Para minimizar o problema entre os juízes, o CNJ aprovou em agosto resolução que veda o estabelecimento de qualquer cláusula de barreira para candidatos cotistas na prova objetiva da carreira, bastando a nota mínima 6 para que sejam admitidos nas fases subsequentes.
O CNMP também avalia eliminar nota de corte ou qualquer cláusula de barreira a candidatos cotistas na prova objetiva. A proposta de resolução foi finalizada em fevereiro de 2023 e tramita desde então.
Se ela for aprovada, bastaria a esses candidatos alcançar a nota mínima para aprovação para passar à fase seguinte.
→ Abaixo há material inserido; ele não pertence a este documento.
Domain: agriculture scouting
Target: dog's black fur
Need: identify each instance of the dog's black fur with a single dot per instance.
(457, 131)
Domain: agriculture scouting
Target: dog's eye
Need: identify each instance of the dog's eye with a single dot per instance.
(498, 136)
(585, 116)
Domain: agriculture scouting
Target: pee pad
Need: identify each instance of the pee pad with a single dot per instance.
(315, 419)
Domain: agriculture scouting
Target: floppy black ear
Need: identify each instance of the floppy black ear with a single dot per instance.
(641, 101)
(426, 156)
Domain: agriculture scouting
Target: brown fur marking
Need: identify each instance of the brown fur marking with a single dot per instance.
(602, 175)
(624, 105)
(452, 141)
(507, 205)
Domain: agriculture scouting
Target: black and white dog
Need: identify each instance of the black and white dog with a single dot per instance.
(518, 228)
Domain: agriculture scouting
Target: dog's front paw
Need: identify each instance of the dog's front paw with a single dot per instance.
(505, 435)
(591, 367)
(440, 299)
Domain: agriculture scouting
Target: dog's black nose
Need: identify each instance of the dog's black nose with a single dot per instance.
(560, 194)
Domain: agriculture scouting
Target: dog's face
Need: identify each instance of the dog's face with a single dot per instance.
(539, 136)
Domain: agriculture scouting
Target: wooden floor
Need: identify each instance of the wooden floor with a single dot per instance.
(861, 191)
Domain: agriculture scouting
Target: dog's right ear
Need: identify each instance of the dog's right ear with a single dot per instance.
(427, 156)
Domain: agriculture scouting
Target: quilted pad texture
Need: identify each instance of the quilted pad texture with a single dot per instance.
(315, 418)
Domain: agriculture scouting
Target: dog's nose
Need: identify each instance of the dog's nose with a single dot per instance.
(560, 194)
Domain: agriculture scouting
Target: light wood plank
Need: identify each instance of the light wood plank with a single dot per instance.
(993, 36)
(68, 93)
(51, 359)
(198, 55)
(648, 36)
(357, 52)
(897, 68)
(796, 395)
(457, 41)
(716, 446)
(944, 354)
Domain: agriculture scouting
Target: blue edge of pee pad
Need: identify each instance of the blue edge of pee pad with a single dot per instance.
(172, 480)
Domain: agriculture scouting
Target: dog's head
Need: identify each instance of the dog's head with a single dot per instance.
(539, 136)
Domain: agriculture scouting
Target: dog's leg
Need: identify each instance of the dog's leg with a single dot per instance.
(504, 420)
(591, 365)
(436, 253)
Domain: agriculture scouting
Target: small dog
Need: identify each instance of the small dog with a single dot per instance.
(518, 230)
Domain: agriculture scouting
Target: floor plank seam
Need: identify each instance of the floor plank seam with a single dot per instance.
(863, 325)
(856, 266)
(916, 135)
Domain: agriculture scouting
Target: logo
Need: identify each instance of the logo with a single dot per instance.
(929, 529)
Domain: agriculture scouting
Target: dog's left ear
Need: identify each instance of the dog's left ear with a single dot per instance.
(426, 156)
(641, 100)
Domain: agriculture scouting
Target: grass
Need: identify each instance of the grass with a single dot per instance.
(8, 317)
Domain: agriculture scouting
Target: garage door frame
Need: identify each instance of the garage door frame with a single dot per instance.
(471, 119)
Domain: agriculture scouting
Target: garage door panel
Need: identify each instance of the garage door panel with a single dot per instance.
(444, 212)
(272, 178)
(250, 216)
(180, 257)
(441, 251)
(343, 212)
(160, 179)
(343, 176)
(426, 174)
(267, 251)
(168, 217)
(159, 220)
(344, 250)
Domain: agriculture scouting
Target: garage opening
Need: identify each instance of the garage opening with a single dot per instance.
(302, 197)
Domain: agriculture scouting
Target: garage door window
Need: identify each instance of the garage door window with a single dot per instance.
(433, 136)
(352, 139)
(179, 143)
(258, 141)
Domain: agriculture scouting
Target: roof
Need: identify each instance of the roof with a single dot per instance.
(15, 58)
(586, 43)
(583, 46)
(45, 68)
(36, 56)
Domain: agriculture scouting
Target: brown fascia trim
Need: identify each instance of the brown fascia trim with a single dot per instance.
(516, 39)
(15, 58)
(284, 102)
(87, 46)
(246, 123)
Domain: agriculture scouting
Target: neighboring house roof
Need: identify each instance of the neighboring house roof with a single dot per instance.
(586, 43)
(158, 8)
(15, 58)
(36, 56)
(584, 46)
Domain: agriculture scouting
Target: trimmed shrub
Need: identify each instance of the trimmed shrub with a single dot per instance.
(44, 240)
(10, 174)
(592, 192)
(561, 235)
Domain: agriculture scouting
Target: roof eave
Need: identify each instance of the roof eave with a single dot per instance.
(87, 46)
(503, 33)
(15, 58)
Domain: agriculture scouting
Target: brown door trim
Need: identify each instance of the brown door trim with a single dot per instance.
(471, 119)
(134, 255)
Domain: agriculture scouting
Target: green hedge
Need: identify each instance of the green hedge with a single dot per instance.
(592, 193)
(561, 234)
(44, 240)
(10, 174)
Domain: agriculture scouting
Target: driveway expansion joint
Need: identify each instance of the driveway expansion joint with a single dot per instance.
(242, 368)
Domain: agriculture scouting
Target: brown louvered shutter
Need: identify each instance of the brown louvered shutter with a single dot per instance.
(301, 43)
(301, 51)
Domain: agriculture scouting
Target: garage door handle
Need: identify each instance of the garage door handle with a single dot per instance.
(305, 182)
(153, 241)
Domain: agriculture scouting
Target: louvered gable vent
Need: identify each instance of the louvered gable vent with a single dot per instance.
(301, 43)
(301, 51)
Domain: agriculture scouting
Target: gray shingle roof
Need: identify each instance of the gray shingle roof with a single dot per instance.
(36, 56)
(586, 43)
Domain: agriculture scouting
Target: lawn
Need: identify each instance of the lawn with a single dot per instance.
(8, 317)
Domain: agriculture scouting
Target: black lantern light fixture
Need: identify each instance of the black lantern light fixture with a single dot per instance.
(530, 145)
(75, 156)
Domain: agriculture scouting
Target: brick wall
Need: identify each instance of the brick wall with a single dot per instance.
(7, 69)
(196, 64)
Eliminar cláusulas de barreira deve ajudar a aumentar o número de candidatos negros aprovados ao final do concurso, uma vez que a primeira fase, em geral, exige mais “competências de lembrar” do que de análise, afirma Tatiana Dias Silva, autora de diversas pesquisas sobre os concursos para o Ipea (Instituto de Pesquisa Econômica Aplicada).
Tendem a ir melhor em questões de memorização candidatos com mais recursos para cursinhos preparatórios. Mas o problema vai além da prova objetiva.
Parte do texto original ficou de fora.